I close my eyes, fighting back the urge to vomit as the spinning room gradually slows. “Buff, is that you?” I slur.
“Dazz?”
“Yah.”
“You breathin’?”
“Nay,” I say.
“What the freeze happened?” Buff asks.
B
efore I can answer, a third voice chimes in. “You two and your icin’ prideful stupidity tore up my pub, is what happened,” Yo bellows. Yo. The slapper. I’ve never seen a day when his hands were clean. I’ll have to wash my face a half-dozen times…just as soon as I can figure out the difference between up and down.
“Sorry, Yo,” Buff says diplomatically. “It won’t happen again.”
“That’s two fights last week and three this ’un. Nay, it freezin’ won’t happen again, ’cause you ain’t welcome back.”

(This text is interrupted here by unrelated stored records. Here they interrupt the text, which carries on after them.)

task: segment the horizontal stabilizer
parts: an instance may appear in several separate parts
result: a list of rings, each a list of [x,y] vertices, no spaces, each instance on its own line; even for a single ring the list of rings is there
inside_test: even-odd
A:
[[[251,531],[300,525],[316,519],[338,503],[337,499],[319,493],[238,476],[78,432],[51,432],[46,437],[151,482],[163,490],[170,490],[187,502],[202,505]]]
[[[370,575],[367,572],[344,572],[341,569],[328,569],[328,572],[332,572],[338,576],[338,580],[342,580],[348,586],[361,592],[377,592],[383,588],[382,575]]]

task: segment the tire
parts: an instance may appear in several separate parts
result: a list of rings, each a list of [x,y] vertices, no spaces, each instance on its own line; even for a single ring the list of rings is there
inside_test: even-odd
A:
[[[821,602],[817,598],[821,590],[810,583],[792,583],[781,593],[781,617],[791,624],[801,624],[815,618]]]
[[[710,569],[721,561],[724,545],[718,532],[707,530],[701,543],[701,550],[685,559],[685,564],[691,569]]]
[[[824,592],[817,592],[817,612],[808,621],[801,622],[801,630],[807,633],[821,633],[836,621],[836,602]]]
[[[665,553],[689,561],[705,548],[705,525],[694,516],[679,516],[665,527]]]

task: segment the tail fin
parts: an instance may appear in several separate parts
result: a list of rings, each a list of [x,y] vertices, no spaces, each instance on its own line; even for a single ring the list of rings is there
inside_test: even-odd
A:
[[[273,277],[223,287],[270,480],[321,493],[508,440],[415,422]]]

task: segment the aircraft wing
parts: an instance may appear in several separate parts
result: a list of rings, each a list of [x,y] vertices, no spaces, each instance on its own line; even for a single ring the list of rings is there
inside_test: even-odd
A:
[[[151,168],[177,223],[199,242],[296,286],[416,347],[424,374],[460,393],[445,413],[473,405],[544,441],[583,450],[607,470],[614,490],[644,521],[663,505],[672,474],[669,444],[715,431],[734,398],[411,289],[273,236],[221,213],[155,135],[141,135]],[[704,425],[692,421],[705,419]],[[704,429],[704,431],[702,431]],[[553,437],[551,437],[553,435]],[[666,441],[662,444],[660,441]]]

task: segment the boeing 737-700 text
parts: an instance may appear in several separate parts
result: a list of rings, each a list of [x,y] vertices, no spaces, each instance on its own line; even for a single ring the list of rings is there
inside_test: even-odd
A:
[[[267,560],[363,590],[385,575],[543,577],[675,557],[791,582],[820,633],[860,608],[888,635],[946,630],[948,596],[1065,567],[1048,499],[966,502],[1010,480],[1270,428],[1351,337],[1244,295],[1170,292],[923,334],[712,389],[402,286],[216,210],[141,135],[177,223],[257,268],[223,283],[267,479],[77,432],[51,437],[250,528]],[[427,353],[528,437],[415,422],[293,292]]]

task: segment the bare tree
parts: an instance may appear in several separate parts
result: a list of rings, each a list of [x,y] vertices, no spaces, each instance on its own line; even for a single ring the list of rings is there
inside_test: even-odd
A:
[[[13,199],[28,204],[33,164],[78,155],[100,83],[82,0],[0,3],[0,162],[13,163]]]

My eyes snap open and I see three Yo’s standing over me, looking angrier than a skinned bear in a snowstorm. His thick mess of beard is right over my face and I clamp my mouth shut for fear of getting a hairy appetizer before lunch.
“But, Yo, you can’t do that—we’ve always come here.” Buff’s words come out as a plea, which is exactly what it is. I expect if he was physically able to, he’d be on his knees with his hands clasped tight, praying to the Heart of the Mountain for Yo to reconsider.
The red hot anger leeches from Yo’s face, leaving him paler than one of the Pasties from the Glass City out in fire country. “You think I don’t know that?” he says, dropping his voice to a whisper. “Chill, I practically raised you boys.” Wellll, I wouldn’t go that far. I respect Yo and how well he runs his business, but honestly, I’d rather be raised by wolves, and not the tame, gentle kind who pull our sleds; the sharp-fanged vicious ones who are known to drag children into the forest.
But at the same time, there’s a degree of truth to his words. Most of what we’ve learned about life has come from our time spent in Fro-Yo’s. First, when we were just kids, brought by my father after school to “learn how to be men,” and then, after he caught the Cold and passed on, we kept going back. Yo could’ve turned us away, because we were too young without having a parent there, but he didn’t. Knowing full well from the gossip that my mother would probably never be motherly again, he served us wafers and goat’s cheese and gumberry juice, never charging us a thing. And we learned how to be men, or at least the ice-country-tavern version of men, drinking hard and fighting harder.